Rabshekah makes an excellent tool illustrating the governmental game of “man dominating man to his harm.” He is the consummate politician, here blustering, there promising wonderful things, then threatening, saying whatever he must to get his way, unworried that he contradicts himself. (“The Rabshekah,” some translations say, for it is a title, not a name.) Menacing Jerusalem outside the city walls, he blusters that he has full authority from God:
“Now is it without authorization from Jehovah that I have come up against this land to destroy it? Jehovah himself said to me, ‘Go up against this land and destroy it.’” (36:10)
But then, apparently indicating that he doesn’t, he boasts that Jehovah can’t stop him anyway: “Who among all the gods of these lands have rescued their land out of my hand, so that Jehovah should rescue Jerusalem out of my hand?” (36:20)
A few grandiose promises follow: “Make peace with me and surrender, and each of you will eat from his own vine and from his own fig tree and will drink the water of his own cistern, until I come and take you to a land like your own land, a land of grain and new wine, a land of bread and vineyards. (36:16-17) What a liar! Everyone knew how Assyria treated those they overran.
Then there is some trash-talking of Hezekiah the king, challenging him directly: “What is the basis for your confidence? You are saying, ‘I have a strategy and the power to wage war,’ but these are empty words.” (36:4-5)
—then seeking to undermine him: “This is what the king says, ‘Do not let Hezekiah deceive you, for he is not able to rescue you. And do not let Hezekiah cause you to trust in Jehovah by saying: “Jehovah will surely rescue us, and this city will not be given into the hand of the king of Assyria.” (36:14-15)
Not to be too crude here, but he literally tells them to eat sh*t—or, close enough: “Is it just to your lord and to you that my lord sent me to speak these words? Is it not also to the men who sit on the wall, those who will eat their own excrement and drink their own urine along with you?” (36:12)
He gets the politics wrong: “Look! You trust in the support of this crushed reed, Egypt, which if a man should lean on it would enter into his palm and pierce it.” (36:6) Did he? When push came to shove, he appealed to Jehovah through Isaiah; he didn’t whistle to Egypt at all. It may be his papa Ahaz that Rabshekah is thinking of, who disdained Jehovah and couldn’t kiss up to the neighboring king (in this case, Assyria itself) fast enough.
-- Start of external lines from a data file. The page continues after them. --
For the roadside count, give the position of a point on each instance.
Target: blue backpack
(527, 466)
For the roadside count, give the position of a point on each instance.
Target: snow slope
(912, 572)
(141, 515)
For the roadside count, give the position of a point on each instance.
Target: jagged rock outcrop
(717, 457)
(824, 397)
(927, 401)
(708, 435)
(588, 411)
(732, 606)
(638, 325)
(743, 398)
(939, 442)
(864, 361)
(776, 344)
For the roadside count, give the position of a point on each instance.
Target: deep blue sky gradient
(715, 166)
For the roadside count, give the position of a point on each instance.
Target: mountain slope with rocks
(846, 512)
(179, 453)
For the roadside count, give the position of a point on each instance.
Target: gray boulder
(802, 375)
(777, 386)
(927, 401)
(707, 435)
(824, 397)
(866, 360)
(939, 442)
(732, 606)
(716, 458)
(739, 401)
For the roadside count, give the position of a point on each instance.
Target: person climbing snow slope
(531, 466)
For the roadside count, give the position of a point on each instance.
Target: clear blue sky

Nonetheless, the higher critics assume he did appeal to Egypt. There’s no real evidence that he did; it probably just reflects the critics’ own view that life revolves around politics and a nation’s survival of the fittest instincts to dominate other nations, in which everyone must pick a side—how can one pick God as a side? “Yeah, well, he never denied it, did he?” they might mutter. He didn’t confirm or deny anything, but told all the people to zip it:
“But they kept silent and did not say a word to him in reply, for the order of the king was, “You must not answer him.” (36:21) Often, that’s the best way to deal with a blowhard. “Don’t feed the troll,” is how it might be put in modern times.
Then those critics will point to Isaiah’ chapters 30 and 31, where he says turning to Egypt would a bad idea, ignoring any possibility that Hezekiah might have taken such warnings to heart. Maybe some of his court pushed that way; it’s possible. But chapter 37 shows where Hezekiah looks for salvation. It is to Jehovah, not to Egypt.
He is practical, though. Don’t think he was not. Early on, he tried to buy his way out:
“I am at fault,” he said. “Withdraw from against me, and I will give whatever you may impose on me.” The king of Assyria imposed on King Hezekiah of Judah a fine of 300 silver talents and 30 gold talents.” (2 Kings 18:14) Not that it did him any good. The Assyrian king gobbled up all that gold and then still pressed for conquest. It’s another reason that one might not trust Rabshekah’s promises.
Sennacherib’s own recorded annals reverses the order. “As to Hezekiah, the Jew, he did not submit to my yoke. . . . I made [him] a prisoner in Jerusalem, his royal residence, like a bird in a cage. . . . Hezekiah himself . . . did send me, later, to Nineveh, my lordly city, together with 30 talents of gold, 800 talents of silver.” (British Museum Prism)
Oh, sure! He conquers city after city, but Hezekiah he lets off with just a heavy fine? Not likely! This inverted order of events “looks like a screen to cover up something which he does not wish to mention,” states Funk and Wagnalls New Standard Bible Dictionary of 1936. (p 829) I wonder what that could be.
Save us from grandstanding politicians with their air of entitlement, the ultimate “King of the Mountain” players, the choice enablers of man dominating man to his harm. They finally hanged that politician that everyone thought should be hanged. “Any last words?” they asked him on the scaffold. “This is unacceptable!” he declared, as the trap door dropped open and the rope snapped taut. It’s probably what Sennacherib and Rabshekah said as the rope snapped taut on them and all their chums.